Are you always the one paying after an extravagant meal? Is your partner dependent on your finances and makes you pay for everything? Perhaps you are in a relationship with a gold digger. 

 


Ever been with someone who cannot see beyond themselves but wants your financial aid for survival? In fact, have you ever been in a relationship where you're paying for your partner's expenses at all times? So much that there is no track of debt maintained because you're in love? Well, chances are you're probably in a relationship with a gold digger. They will drag you to the most expensive places, have a supremely lavish lifestyle and would make sure that you're the one paying for everything. But how do you know if you are being used and are with a gold digger? Here are some signs that will help you realise the same! 

They always pick the fanciest place to dine 

The first dates are all about making an impression. However, that doesn't mean you head to the Taj or SoHo House. Go someplace nice and balanced which doesn't burn a hole in your rich pockets. However, when it comes to dating a gold digger, you will notice that the person wants you to take them to a rich and fancy place on the first date. Moreover, they wouldn't shy away from ordering the most expensive things on the list, sipping down 60-year-old wine bottles and rounding up with a dessert. Of course, the big red flag would be if they make you pay for the whole thing. 

They talk too much about their extravagant lifestyle 

During your date with the individual, if you notice that they talk too much about their extravagant lifestyle then you're sitting next to a gold digger. One of the main reasons why they keep fixating on their lavish lifestyle is for you to know that they would be expecting you to match up to it. It also a means for them to find out if you even know about these places as that would give them an idea of where you belong and whether you can eventually take them to these places. That's a sign of a gold digger and not the kind you need in your life. 

Gold digger

They do not pay for anything 

Have you ever been on a date where you paid for it instead of splitting the bill? Or has it happened recurrently with the same person? If the idea of splitting the bill doesn't exist, it simply means that the person is too comfortable not paying their share and expects you to eventually take care of all their expenses. This is just a start and soon you will see them ask you to cover for their other expenses too. Take up the subject if you notice that they are not chipping in their share of the money instead of encouraging their behaviour. 
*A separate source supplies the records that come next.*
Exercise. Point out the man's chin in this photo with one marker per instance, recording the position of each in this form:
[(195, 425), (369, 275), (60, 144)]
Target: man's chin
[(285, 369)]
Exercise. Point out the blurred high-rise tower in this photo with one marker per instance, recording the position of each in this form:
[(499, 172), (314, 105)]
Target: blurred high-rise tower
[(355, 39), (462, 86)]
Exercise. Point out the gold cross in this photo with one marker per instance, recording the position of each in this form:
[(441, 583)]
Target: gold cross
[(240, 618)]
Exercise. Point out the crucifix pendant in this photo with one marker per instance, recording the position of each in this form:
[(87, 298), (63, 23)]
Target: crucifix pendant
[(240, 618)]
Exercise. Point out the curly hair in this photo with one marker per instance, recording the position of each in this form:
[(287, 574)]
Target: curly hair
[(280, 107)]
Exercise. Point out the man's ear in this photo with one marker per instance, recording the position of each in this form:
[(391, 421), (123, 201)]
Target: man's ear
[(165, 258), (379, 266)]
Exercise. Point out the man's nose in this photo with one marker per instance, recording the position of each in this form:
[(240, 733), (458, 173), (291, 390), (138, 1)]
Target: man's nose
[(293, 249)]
They are curious about your income 

"Where do you work?" is a very normal question to ask out of curiosity. But "what's your position in the company?" is an inquiry at your salary status. Often individuals who are rich try to flaunt the same. You might need to hold that thought and first see if the person you're interested in wants you for you or for your money. If the person is prodding too much on how much money you make, you need to get out of the space as fast as you can. Or you will end up in a place where the person is staying with you for your money. 

Gold digger

They are always struggling financially 

Within the first few dates, as a means to test the waters, a gold digger might incidentally experience a financial crisis for which they would need your help. They might need money with respect to some of the conundrums faced and ask you for it. You will get a panic call maybe in the middle of the day to let you know that they need you right away along with your wallet. They need to be certain if you can handle their "petty" finances to see if you might eventually get them the big stuff. You will see them waltz around the Gucci showrooms and pick the fanciest and expensive outfit. 
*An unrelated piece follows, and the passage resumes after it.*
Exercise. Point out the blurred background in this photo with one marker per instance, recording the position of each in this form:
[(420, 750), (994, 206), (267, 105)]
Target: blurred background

They feel entitled and are not grateful 

You will notice that they are not the most mannered person in the room. They do not show gratitude and take everything and everyone for granted. In fact, you will see how they behave a certain way around people who they deem inferior to them. The bad behaviour is easy to spot and shows a side that you might not like. They will never say the words "Please" or "Thank you" to express gratitude. It is bad manners and a big red flag that they are only looking for someone with money. 
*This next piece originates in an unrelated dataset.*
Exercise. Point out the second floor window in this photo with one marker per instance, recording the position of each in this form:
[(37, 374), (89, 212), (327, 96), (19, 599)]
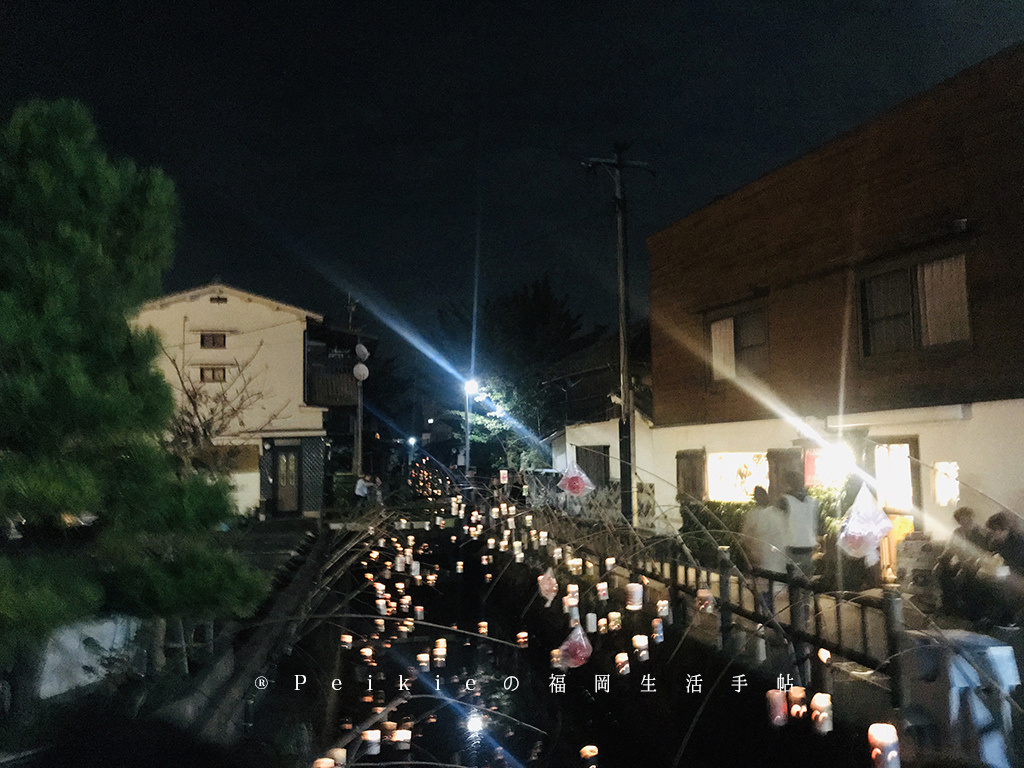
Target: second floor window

They are not career-oriented and act immature 

One of the biggest things to notice about gold diggers is their lack of ambition and career goals. When you do go out on a date, try to ask them about their career goals and what they wish to do in the future. In fact, ask them what they are currently doing and where they see themselves in the next five years. Gold diggers would often have the vaguest answers to give as they do not see a career as a big deal. All they would want is to be taken care of instead of doing things on their own. It is one of the biggest red flags you can spot that the person is a gold digger. Simultaneously, if they are gold diggers, they would act immature. Taking selfies on the first date to show the fancy food you shared and talk in one of those childish manners.